The idea that Chapel Hill, along with most of the United States, is in the midst of a housing crisis has been established time and time again over recent years. But how to resolve this crisis is still up for debate.
The national conversation surrounding housing has become increasingly dominated by some assumed truths regarding the housing and rental market, the foremost being that there aren't enough homes to go around.
While this assumption is fair, when considering the 28:1 ratio of vacant homes to unhoused people nationwide, it can be argued that the problem stems from people's inability to access the homes we have rather than an actual lack of them.
Two major rival factions have arisen from this discourse: NIMBYs (Not In My Backyard) and YIMBYs (Yes In My Backyard) — the Montagues and Capulets of the American housing crisis.
NIMBYs are homeowners and renters who object to any form of urban development that might drive down their respective property values, including developments that YIMBYs tend to advocate for.
As owner-occupiers, they are comparable to a kind of petty bourgeoisie insofar as their private interests are concerned.
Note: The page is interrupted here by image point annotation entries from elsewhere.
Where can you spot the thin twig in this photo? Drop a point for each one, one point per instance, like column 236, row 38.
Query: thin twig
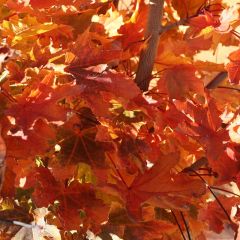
column 148, row 54
column 224, row 190
column 214, row 83
column 186, row 226
column 179, row 227
column 215, row 196
column 230, row 88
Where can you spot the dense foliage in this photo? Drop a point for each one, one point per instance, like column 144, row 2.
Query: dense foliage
column 88, row 152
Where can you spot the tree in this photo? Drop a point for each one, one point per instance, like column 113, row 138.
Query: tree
column 119, row 119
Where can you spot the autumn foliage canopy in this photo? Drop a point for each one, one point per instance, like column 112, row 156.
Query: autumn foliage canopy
column 91, row 151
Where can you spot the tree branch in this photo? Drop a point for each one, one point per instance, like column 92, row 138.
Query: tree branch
column 173, row 25
column 147, row 57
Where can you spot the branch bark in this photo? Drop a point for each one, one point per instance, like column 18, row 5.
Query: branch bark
column 147, row 57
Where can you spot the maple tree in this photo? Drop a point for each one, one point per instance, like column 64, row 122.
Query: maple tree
column 119, row 119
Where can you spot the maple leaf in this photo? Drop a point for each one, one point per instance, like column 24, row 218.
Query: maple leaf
column 179, row 80
column 160, row 182
column 215, row 215
column 233, row 67
column 187, row 7
column 41, row 102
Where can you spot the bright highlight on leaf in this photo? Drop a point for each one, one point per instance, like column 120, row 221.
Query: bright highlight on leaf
column 87, row 151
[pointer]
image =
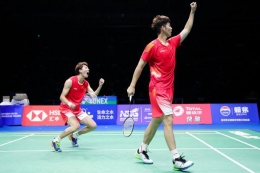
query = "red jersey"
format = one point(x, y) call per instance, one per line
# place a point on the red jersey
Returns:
point(162, 60)
point(76, 92)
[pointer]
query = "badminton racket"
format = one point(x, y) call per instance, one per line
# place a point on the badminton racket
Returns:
point(128, 125)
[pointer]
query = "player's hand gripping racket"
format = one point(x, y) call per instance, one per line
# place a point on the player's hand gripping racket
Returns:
point(128, 125)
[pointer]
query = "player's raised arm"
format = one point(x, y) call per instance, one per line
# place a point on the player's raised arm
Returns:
point(138, 70)
point(65, 90)
point(100, 84)
point(186, 30)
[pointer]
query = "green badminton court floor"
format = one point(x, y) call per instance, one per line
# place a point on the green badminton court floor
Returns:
point(108, 151)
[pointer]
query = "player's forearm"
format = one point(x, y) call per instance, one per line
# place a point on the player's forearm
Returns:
point(190, 21)
point(136, 76)
point(64, 99)
point(98, 90)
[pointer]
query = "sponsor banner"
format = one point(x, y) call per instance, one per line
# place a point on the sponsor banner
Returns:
point(101, 114)
point(42, 116)
point(192, 114)
point(100, 100)
point(142, 114)
point(11, 114)
point(183, 114)
point(235, 113)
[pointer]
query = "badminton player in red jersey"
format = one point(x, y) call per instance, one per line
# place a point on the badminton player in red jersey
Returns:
point(71, 97)
point(160, 54)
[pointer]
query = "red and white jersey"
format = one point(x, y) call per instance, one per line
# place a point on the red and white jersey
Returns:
point(76, 92)
point(162, 61)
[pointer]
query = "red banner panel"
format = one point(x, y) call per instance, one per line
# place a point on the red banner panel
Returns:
point(192, 114)
point(42, 116)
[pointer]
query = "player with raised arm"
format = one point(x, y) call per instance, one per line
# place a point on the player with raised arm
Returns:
point(160, 54)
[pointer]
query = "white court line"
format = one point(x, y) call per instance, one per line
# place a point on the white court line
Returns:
point(116, 149)
point(15, 140)
point(239, 164)
point(238, 140)
point(101, 134)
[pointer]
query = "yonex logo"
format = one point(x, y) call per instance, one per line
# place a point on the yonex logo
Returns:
point(36, 115)
point(178, 111)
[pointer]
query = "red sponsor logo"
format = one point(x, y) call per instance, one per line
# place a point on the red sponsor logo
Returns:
point(41, 116)
point(192, 114)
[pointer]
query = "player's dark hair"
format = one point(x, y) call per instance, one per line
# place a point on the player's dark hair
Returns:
point(158, 22)
point(79, 67)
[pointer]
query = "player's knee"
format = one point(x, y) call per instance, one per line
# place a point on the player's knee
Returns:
point(75, 127)
point(168, 121)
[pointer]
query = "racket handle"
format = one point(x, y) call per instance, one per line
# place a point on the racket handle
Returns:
point(130, 98)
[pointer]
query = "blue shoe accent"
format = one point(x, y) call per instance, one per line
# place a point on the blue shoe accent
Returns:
point(74, 141)
point(56, 146)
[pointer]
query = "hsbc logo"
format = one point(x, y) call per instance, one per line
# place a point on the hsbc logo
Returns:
point(178, 111)
point(37, 115)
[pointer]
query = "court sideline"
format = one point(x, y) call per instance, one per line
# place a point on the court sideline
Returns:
point(224, 149)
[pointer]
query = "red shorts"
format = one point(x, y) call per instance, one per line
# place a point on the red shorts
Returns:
point(161, 102)
point(63, 110)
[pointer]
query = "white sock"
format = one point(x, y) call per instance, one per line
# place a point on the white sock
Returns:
point(175, 154)
point(143, 147)
point(75, 134)
point(57, 139)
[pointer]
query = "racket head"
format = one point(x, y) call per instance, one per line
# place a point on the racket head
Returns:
point(128, 126)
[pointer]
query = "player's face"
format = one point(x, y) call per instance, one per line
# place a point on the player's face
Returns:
point(84, 71)
point(168, 30)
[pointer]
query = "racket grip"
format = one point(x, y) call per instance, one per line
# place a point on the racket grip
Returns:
point(130, 98)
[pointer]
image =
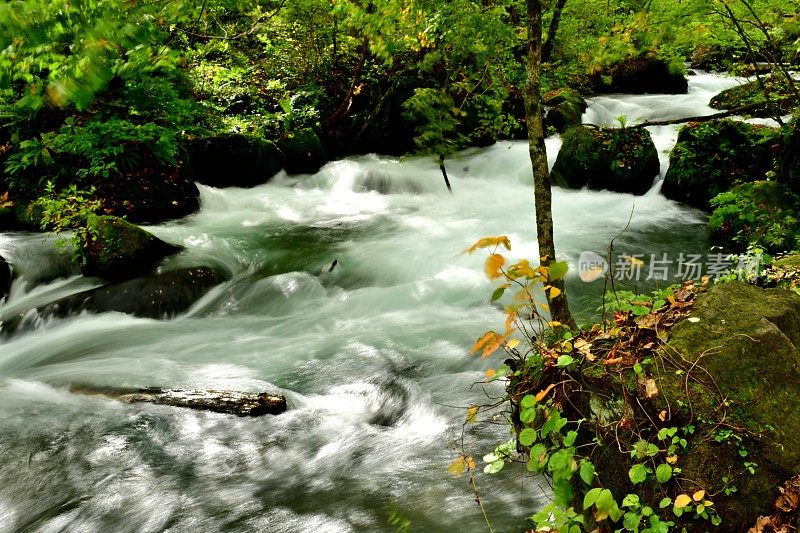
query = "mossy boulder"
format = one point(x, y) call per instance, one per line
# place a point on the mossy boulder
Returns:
point(745, 344)
point(5, 278)
point(710, 157)
point(776, 96)
point(565, 108)
point(640, 75)
point(621, 160)
point(303, 152)
point(118, 250)
point(763, 213)
point(233, 160)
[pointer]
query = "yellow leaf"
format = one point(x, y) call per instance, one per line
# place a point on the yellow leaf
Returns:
point(541, 394)
point(457, 467)
point(493, 264)
point(682, 500)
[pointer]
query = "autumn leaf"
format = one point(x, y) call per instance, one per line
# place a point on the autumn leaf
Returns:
point(493, 264)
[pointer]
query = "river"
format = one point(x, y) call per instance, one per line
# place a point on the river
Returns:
point(372, 356)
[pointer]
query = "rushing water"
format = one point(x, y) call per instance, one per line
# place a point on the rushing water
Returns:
point(372, 356)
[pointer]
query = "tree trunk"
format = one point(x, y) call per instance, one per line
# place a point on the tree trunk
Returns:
point(559, 308)
point(547, 49)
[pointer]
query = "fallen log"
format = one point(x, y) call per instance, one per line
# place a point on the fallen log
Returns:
point(218, 401)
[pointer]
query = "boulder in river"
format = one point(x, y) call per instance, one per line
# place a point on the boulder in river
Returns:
point(218, 401)
point(159, 296)
point(5, 277)
point(746, 342)
point(565, 108)
point(621, 160)
point(639, 75)
point(303, 152)
point(779, 97)
point(118, 250)
point(710, 157)
point(233, 160)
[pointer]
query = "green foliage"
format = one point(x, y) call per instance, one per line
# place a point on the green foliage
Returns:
point(762, 214)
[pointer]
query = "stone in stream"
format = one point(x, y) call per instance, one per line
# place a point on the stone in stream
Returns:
point(5, 277)
point(218, 401)
point(161, 295)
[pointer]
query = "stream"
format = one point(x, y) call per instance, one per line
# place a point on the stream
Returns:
point(373, 356)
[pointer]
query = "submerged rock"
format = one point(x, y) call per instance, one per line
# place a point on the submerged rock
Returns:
point(233, 160)
point(218, 401)
point(641, 75)
point(160, 296)
point(621, 160)
point(5, 277)
point(119, 250)
point(710, 157)
point(566, 107)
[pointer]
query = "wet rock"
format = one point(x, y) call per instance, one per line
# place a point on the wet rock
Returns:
point(303, 152)
point(218, 401)
point(233, 160)
point(5, 277)
point(641, 75)
point(566, 107)
point(119, 250)
point(621, 160)
point(710, 157)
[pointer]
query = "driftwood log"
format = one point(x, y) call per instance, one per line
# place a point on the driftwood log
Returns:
point(218, 401)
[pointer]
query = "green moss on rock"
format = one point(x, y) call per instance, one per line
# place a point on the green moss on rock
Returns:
point(763, 213)
point(710, 157)
point(303, 152)
point(778, 97)
point(621, 160)
point(233, 160)
point(117, 250)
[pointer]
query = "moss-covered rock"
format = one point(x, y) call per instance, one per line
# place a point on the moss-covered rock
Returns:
point(565, 108)
point(710, 157)
point(303, 152)
point(745, 342)
point(639, 75)
point(778, 98)
point(117, 250)
point(5, 278)
point(622, 160)
point(233, 160)
point(763, 213)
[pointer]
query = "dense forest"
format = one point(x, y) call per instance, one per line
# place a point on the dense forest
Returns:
point(127, 126)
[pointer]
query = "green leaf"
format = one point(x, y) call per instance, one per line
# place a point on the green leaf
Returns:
point(663, 473)
point(558, 269)
point(587, 472)
point(528, 436)
point(637, 473)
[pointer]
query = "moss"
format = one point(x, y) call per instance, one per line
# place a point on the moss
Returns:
point(778, 97)
point(303, 152)
point(622, 160)
point(710, 157)
point(119, 250)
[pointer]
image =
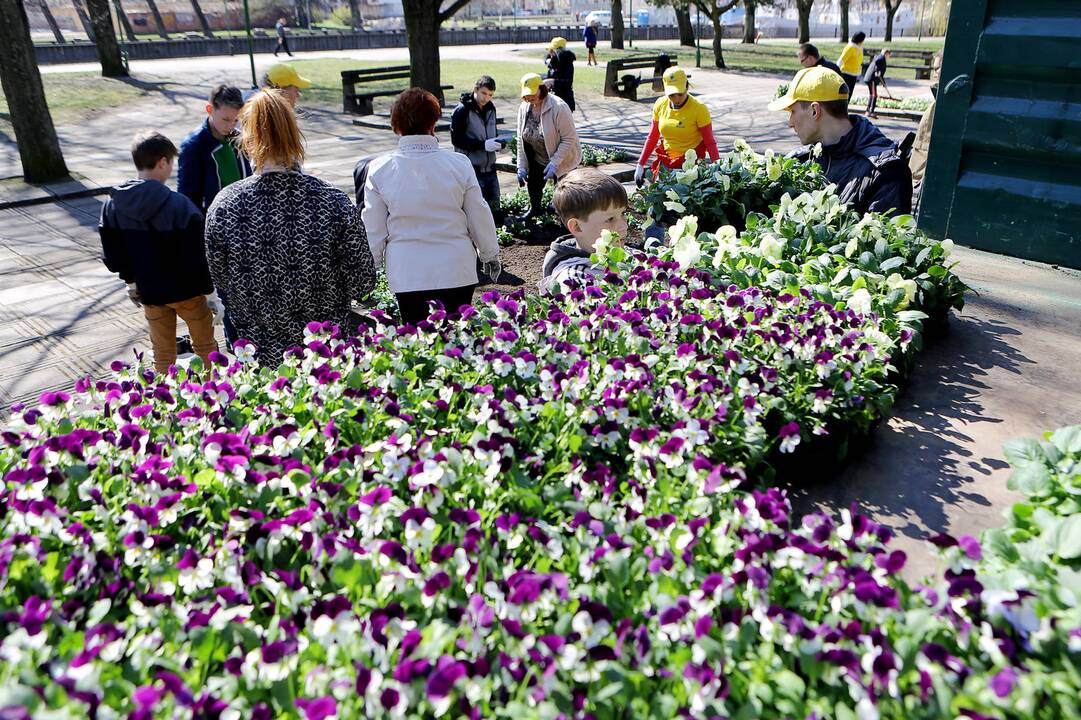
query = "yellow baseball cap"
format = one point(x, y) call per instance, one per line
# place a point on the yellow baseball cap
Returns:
point(285, 76)
point(675, 80)
point(531, 83)
point(812, 84)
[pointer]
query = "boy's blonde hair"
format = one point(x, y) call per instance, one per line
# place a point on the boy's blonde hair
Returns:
point(269, 132)
point(585, 190)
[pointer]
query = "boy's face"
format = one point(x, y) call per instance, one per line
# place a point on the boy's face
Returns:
point(223, 120)
point(587, 230)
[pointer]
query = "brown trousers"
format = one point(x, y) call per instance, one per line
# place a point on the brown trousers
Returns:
point(162, 322)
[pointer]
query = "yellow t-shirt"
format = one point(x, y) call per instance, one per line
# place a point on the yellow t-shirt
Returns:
point(852, 60)
point(679, 129)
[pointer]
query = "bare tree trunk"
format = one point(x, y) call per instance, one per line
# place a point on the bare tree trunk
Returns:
point(118, 7)
point(88, 27)
point(616, 24)
point(39, 150)
point(749, 32)
point(105, 39)
point(52, 21)
point(201, 18)
point(804, 9)
point(685, 26)
point(891, 10)
point(157, 18)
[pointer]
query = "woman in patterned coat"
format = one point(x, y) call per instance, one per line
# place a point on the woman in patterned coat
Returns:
point(284, 249)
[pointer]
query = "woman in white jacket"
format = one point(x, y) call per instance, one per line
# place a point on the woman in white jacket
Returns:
point(425, 215)
point(548, 145)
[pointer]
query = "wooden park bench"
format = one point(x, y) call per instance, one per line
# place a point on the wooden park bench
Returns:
point(360, 103)
point(921, 61)
point(621, 83)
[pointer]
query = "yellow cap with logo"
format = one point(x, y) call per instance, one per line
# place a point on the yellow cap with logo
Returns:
point(813, 84)
point(285, 76)
point(675, 80)
point(531, 83)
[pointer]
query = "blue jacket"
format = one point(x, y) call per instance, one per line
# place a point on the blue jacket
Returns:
point(203, 167)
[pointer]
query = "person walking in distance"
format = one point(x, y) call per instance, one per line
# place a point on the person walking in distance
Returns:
point(282, 40)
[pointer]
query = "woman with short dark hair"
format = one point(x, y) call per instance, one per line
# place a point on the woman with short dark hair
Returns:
point(425, 215)
point(284, 249)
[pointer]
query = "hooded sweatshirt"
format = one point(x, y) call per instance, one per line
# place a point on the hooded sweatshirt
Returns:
point(154, 237)
point(869, 170)
point(566, 262)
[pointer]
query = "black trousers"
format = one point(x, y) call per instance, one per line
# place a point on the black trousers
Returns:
point(534, 181)
point(413, 307)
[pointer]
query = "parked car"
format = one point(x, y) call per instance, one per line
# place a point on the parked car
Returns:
point(603, 17)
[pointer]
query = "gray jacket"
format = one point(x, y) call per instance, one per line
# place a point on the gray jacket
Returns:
point(470, 125)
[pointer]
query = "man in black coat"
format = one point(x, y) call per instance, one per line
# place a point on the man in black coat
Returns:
point(869, 170)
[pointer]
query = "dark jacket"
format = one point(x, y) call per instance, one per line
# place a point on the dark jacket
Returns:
point(876, 70)
point(829, 65)
point(470, 125)
point(205, 165)
point(869, 170)
point(154, 237)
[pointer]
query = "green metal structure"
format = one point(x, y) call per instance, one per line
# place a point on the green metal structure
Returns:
point(1004, 164)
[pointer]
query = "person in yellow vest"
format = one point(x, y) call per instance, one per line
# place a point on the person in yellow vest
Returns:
point(852, 61)
point(681, 122)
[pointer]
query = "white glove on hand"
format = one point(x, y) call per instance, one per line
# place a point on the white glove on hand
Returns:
point(133, 295)
point(492, 268)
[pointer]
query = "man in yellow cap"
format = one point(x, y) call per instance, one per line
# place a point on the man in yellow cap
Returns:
point(869, 170)
point(287, 80)
point(681, 122)
point(560, 63)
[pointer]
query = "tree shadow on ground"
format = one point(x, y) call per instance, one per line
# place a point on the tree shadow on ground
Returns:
point(920, 463)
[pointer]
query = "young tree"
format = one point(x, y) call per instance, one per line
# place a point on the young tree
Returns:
point(616, 24)
point(423, 20)
point(105, 39)
point(714, 10)
point(35, 135)
point(891, 10)
point(804, 9)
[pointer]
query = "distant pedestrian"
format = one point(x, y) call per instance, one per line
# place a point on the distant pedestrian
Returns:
point(282, 39)
point(152, 238)
point(560, 63)
point(589, 37)
point(852, 61)
point(875, 77)
point(810, 56)
point(285, 80)
point(548, 144)
point(425, 215)
point(474, 134)
point(284, 248)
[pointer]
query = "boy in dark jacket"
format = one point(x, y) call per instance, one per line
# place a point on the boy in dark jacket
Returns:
point(210, 159)
point(472, 134)
point(869, 171)
point(152, 238)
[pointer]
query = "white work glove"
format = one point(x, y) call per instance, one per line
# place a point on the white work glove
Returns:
point(216, 307)
point(492, 268)
point(133, 295)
To most NIMBYs, homes are investments — capital.
Naturally, the preservation of such investments takes precedence above all else, including projects that may or may not be beneficial to low-income communities.
Such a mindset has led to some reactionary sentiments prevailing among the traditionally white and affluent NIMBY crowd.
That isn’t to say the YIMBY position is any more righteous, no matter how much it pretends to be.